The album thrives off its far more upbeat rhythms, showcased especially on Sausalito, I Don't Want To Die and NYC-Gone, Gone, all tracks which are bound to have you tapping your toes. There are more poignant moments too, of course, like Lenders In The Temple, but Conor Oberst is constructed so well that it never loses itself or becomes a difficult listen; lines like 'you can't break out of a circle / that you never know you were in' are followed instantly by 'there's nothing that the road cannot heal'. Lenders In The Temple, a stand-out, opens with a reflective guitar line and contains some of the album's more haunting vocals and lyrical content, Conor's voice echoing slightly across lines like 'if I love you then that's my fault', but it's followed up by the up-tempo Danny Callahan, and it's this blend of sincerity and listenability that makes for such a compelling listen. Sombre and sparse strumming stands up to bright picking and ultimately the latter wins out, but it never seems fake, ironic or forced by way of its counterpart.

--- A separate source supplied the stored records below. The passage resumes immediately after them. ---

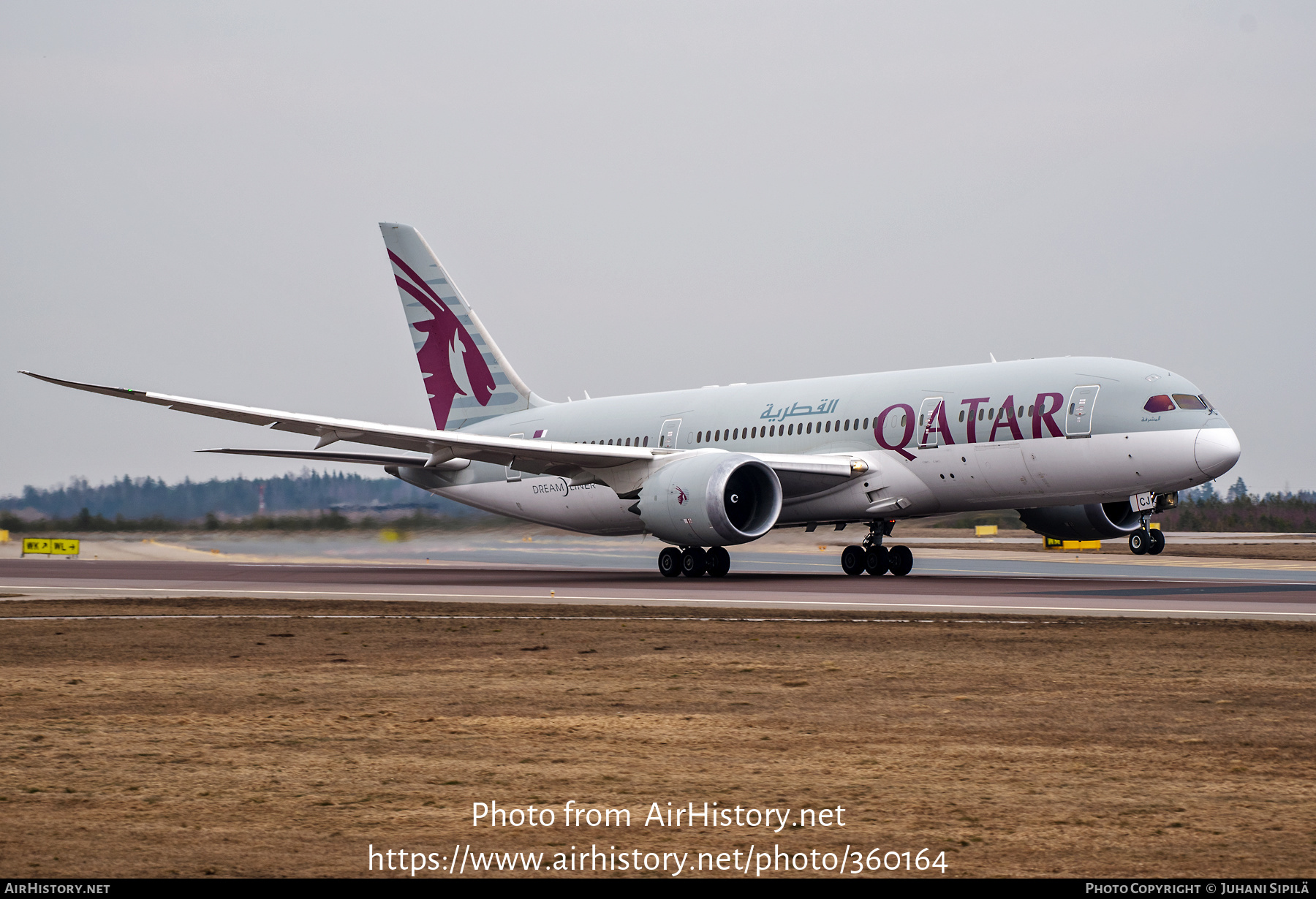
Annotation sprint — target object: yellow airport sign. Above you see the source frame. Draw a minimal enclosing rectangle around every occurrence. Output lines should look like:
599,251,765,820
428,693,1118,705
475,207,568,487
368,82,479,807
23,537,79,555
1043,537,1102,550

It's hard to name stand-outs because everything slides by so effortlessly yet enjoyably, but Moab is another song about Oberst's travelling life and is an incredibly accurate depiction of constantly being on the move, floating above a very country-tinged backdrop of typical guitar, percussion and bass. Opener Cape Canaveral and closer Milk Thistle are scattered with imagery and metaphor, and the latter lets the album fade out on a lyric which would seem depressing were it not for all which came before it; 'if I go to heaven, I'll be bored as hell, like a crying baby, at the bottom of a well' takes on a new lease of life and an ultimately optimistic tone when considered in context. And here, that's the point; listeners unfamiliar with Bright Eyes will doubtless enjoy this record, but it makes far more sense when considered alongside the trauma and angst of Oberst's previous work. His laughter in Souled Out!!! is just another quirk unless you've never heard him do it in five albums. His abstract, beautiful imagery on Cape Canaveral wouldn't hit home quite as hard if you weren't used to him singing about tragedy and difficulty.

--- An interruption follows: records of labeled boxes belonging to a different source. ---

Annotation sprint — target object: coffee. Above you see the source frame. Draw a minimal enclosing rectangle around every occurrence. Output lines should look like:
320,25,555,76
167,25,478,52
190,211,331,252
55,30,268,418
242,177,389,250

This album might signal the end of an era as far as Oberst and Bright Eyes are concerned. In fairness, part of the record's allure is held in the fact it's the most light-hearted thing he's ever put to CD, and who's to say that another album of equally well-crafted bouncy songs about heaven being sold out and moving to Sausalito wouldn't seem a little too far in an unfamiliar direction? Yeah, for a discography's sake, it might be better to return to the darkness next time, but there's something incredibly uplifting about a guy who's taught you everything you know about how to deal with your problems making an album that sounds so spiritual and free of fevers and mirrors. Maybe Oberst should just retire and go out on a high, but something tells me that there are many more albums with his name on them, many more chapters to his story, hidden somewhere. Whether that be South America or his bedroom, only time will tell.